CE QU’EN DIT L’ÉDITEUR
Quelques semaines après la sortie de « Gatsby le magnifique », Francis Scott Fitzgerald entreprend de rassembler les neuf nouvelles qui constituent ce recueil. Les thèmes qu’il aborde alors sont récurrents dans son œuvre : les problèmes de couple, le jeune homme pauvre et la jeune fille riche, la construction de la personnalité, les rapports entre l’argent et l’amour. Mais l’approche de ces personnages est sensiblement différente de ses précédents textes. La coquette épouse frivole, la vamp ne règnent plus sur la scène mondaine et domestique du théâtre fitzgéraldien. Dans le couple constitué ou en voie de formation, c’est l’homme désormais qui détient le pouvoir et détermine le cours des choses, usant de vertus simples mais efficaces : la candeur, la sincérité du sentiment, le bon sens, la bonté ou encore la fidélité. Dans les histoires de ce recueil, ces attributs suffisent à venir à bout, sans violence, des égoïsmes les plus ravageurs des jolies jeunes femmes comme des aléas du destin.
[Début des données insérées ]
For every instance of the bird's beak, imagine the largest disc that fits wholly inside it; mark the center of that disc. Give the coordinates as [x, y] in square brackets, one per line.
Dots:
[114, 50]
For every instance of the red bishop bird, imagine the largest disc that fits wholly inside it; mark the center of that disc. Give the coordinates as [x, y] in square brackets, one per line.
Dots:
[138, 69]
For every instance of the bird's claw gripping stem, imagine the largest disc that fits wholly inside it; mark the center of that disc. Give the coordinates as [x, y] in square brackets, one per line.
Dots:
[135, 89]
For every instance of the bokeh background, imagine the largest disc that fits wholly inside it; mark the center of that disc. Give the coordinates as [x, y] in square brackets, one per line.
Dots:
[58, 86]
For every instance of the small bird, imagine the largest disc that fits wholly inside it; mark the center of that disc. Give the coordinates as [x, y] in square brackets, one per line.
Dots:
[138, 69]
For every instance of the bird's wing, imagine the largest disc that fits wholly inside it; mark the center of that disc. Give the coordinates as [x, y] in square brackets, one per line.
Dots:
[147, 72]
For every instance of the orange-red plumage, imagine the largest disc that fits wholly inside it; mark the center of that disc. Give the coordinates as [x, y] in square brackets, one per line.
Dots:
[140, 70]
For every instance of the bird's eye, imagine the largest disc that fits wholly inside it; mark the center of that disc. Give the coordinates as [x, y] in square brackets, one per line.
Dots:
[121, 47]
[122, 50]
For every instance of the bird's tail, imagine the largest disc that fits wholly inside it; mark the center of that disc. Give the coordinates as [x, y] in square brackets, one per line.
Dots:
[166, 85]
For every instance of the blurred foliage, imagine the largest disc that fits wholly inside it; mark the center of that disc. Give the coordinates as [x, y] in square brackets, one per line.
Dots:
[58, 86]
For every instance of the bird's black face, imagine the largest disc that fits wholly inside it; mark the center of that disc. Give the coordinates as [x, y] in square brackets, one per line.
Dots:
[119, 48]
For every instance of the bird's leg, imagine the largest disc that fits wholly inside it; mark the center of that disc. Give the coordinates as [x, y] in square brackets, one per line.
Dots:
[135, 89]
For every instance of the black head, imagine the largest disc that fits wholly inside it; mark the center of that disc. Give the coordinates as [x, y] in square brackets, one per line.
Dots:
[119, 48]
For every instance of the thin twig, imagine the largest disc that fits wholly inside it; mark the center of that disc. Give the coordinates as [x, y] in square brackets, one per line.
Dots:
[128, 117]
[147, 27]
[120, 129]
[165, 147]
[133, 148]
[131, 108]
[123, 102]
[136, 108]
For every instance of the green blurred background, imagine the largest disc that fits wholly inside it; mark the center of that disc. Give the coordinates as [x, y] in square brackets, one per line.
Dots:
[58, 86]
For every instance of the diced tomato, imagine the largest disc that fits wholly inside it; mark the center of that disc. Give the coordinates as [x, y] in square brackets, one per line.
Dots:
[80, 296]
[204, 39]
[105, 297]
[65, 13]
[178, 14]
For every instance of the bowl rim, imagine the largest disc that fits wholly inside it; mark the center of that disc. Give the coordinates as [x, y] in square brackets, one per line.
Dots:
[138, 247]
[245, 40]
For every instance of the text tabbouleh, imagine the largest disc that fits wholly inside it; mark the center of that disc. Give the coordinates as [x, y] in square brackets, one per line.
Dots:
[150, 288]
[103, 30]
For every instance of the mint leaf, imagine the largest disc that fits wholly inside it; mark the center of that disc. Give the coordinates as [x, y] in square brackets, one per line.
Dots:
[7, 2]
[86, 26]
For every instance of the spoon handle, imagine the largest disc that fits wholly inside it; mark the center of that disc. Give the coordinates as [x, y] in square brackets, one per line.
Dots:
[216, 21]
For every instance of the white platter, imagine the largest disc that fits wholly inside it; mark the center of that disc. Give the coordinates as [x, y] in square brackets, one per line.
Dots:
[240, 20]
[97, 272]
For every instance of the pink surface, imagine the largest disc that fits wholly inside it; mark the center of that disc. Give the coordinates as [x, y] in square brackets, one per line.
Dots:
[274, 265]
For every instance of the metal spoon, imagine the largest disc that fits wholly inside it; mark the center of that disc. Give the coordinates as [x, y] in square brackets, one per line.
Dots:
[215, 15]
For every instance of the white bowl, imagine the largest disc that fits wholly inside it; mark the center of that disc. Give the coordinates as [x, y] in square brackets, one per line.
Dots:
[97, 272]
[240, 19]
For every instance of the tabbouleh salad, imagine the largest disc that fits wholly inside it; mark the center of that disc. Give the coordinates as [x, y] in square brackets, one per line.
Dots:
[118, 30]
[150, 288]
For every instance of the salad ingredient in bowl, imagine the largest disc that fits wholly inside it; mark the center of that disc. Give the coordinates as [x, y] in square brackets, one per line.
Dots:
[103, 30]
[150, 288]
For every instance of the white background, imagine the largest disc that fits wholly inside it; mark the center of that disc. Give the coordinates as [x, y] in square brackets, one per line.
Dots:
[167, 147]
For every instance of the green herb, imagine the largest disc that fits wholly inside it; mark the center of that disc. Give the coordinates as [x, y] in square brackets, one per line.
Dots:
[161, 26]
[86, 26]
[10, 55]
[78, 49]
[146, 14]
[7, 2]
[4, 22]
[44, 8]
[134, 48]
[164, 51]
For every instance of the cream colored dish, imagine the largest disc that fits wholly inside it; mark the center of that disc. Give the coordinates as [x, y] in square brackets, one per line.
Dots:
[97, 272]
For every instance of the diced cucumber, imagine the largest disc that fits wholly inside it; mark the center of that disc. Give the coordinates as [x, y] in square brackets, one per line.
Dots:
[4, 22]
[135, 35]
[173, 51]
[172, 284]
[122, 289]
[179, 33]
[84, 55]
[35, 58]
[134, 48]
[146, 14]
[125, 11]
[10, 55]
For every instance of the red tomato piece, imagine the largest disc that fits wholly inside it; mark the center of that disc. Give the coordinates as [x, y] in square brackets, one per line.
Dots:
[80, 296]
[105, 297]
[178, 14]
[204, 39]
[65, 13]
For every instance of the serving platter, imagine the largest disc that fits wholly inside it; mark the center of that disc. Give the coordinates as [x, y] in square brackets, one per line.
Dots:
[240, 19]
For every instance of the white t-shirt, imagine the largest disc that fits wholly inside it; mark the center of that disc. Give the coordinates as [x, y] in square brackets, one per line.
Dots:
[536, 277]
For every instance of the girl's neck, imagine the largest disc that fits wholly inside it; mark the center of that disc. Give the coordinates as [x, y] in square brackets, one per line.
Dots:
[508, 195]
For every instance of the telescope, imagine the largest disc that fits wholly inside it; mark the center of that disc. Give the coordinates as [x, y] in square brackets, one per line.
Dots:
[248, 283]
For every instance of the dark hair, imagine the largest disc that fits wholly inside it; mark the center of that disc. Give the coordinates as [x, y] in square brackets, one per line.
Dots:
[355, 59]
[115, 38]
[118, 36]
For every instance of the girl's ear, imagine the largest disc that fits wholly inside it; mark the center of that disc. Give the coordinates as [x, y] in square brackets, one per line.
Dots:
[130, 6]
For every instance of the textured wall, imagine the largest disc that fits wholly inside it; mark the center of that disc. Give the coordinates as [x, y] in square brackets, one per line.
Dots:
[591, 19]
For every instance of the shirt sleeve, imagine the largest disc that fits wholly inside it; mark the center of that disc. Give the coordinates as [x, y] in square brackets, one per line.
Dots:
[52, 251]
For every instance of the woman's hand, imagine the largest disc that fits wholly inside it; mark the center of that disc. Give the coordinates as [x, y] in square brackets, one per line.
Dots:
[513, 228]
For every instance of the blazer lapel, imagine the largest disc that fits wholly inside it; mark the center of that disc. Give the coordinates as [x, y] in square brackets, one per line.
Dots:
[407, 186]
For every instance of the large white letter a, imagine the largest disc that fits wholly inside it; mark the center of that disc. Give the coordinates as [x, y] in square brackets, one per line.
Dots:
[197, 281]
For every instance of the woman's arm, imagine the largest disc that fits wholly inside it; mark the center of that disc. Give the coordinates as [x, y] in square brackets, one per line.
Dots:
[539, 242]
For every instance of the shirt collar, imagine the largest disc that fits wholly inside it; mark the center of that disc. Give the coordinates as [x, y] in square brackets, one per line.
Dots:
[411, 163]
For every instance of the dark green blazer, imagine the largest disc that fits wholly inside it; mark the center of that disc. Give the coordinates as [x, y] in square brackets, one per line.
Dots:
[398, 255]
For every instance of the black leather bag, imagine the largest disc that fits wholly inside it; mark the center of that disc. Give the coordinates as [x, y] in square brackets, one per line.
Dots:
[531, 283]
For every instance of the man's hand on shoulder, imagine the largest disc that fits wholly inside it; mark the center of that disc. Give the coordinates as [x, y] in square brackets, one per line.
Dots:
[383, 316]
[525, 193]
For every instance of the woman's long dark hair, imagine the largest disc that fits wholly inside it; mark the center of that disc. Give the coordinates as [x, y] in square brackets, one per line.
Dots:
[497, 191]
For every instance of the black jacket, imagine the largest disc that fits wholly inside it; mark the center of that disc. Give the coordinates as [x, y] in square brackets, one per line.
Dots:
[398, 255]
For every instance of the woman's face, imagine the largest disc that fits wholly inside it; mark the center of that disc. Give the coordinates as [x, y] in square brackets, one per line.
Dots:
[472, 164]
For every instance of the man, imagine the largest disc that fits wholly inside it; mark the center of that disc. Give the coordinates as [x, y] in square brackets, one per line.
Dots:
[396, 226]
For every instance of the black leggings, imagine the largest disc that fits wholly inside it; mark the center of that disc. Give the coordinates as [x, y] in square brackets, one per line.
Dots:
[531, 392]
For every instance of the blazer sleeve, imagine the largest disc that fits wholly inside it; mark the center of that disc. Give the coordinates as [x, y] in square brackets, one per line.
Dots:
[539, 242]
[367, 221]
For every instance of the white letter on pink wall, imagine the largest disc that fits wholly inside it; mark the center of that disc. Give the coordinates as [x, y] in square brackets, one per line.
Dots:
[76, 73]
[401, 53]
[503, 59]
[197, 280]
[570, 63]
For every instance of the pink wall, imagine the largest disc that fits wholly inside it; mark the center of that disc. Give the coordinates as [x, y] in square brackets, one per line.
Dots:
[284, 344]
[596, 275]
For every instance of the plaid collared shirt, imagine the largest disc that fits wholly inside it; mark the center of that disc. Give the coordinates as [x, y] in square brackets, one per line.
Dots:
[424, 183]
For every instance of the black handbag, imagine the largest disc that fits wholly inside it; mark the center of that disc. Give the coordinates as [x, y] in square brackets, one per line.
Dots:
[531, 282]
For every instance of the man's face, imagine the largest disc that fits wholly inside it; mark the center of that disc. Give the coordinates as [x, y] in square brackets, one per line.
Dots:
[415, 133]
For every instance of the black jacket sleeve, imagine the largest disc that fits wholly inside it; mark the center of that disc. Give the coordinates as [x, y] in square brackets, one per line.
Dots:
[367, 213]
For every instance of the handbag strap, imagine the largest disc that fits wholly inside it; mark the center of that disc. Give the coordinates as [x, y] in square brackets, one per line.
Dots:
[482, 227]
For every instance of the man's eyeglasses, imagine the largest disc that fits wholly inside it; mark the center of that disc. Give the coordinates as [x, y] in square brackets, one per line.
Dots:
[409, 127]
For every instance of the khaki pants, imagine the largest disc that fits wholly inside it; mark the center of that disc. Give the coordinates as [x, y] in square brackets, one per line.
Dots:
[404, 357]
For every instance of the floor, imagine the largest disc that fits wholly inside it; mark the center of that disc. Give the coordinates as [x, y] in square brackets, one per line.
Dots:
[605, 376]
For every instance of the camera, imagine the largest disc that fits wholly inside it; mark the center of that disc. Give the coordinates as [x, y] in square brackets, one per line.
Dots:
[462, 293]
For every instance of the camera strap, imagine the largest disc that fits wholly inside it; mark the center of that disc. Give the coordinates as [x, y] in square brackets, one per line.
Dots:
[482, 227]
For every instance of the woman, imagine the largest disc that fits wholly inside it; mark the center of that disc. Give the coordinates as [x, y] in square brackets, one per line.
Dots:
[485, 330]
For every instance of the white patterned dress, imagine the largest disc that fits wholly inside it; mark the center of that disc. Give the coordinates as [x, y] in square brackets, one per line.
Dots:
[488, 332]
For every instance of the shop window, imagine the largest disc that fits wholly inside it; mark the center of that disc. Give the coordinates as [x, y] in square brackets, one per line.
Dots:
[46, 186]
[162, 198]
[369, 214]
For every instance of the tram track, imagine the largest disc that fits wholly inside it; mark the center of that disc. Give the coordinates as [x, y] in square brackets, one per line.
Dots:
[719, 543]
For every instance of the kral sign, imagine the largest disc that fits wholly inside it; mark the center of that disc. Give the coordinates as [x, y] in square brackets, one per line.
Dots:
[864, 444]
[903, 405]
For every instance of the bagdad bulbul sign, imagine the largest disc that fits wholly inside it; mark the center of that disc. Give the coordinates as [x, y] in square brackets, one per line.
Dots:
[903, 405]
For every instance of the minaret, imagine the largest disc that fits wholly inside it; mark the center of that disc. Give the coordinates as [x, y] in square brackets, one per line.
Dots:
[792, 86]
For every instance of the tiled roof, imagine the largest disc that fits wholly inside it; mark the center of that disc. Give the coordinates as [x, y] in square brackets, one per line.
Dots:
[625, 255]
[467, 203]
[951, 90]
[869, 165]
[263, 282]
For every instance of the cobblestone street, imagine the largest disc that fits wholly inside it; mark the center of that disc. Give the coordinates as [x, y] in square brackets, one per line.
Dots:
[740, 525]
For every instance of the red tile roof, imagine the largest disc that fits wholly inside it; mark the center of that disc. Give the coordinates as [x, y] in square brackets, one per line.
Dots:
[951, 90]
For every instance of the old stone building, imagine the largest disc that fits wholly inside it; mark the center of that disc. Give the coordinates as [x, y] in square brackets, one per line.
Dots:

Ils sont beaux, ils sont riches, ils sont jeunes… Et pourtant il manque quelque chose à leur vie pour être totalement heureux. Dans ce recueil, Fitzgerald met en avant des hommes, qui canalisent les émotions et les comportements de leurs compagnes ou des jeunes filles dont ils tombent amoureux. Ils sont vus comme des hommes réconfortants sur lesquelles ces dernières peuvent s’appuyer. On perçoit alors peut-être le besoin sous-jacent de Fitzgerald d’être en soutien de sa femme Zelda, d’être celui qui porte leur couple, celui qui sait réconforter et à qui on peut faire confiance. Mais dans l’univers fitzgeraldien, il faut savoir lire entre les lignes, et connaitre la vie de l’auteur pour savoir qu’il met beaucoup de lui-même dans ses écrits. Il s’inspire de lui, de sa femme Zelda, de leurs amis, pour créer ses nouvelles. Si dans ce recueil, il donne à l’homme souvent le beau rôle, il n’est pas certain que ce fut le cas dans la réalité (mais comme dans les biographies des Fitzgerald, il y a les pro-Scott et les pro-Zelda, difficile de démêler le vrai du faux).

Ici, comme avec son habitude, Fitzgerald s’exprime avec style, à la fois avec dérision et mélancolie, appliquant une touche plus profonde à ses récits que ce que l’on pourrait croire au premier abord. Fitzgerald est un homme intelligent, particulièrement lucide et observateur. Un homme qui cherche à prendre sa place dans le monde, et dont le désir de réussir n’est peut-être que celui de prendre sa revanche sur la vie. Si la sienne fut riche et mouvementée (et même souvent romancée), son œuvre l’est également. On retrouve des thèmes récurrents dans ses nouvelles, des sujets qui peuvent se ressembler, mais le moment ou le lieu où Fitzgerald les rédige leur donne une touche toujours différente. Sur des personnages de flappers (que l’on pourrait traduire par « garçonnes », même si ce n’est pas tout à fait pareil), il a pu passer du pur amusement à une certaine tristesse. Les ressorts dramatiques se font plus cruels. Même si la fin n’est pas tragique, on sent ici que quelque chose s’est brisé, que Fitzgerald a mûri et que la vie aussi s’est chargée de lui faire voir le monde différemment.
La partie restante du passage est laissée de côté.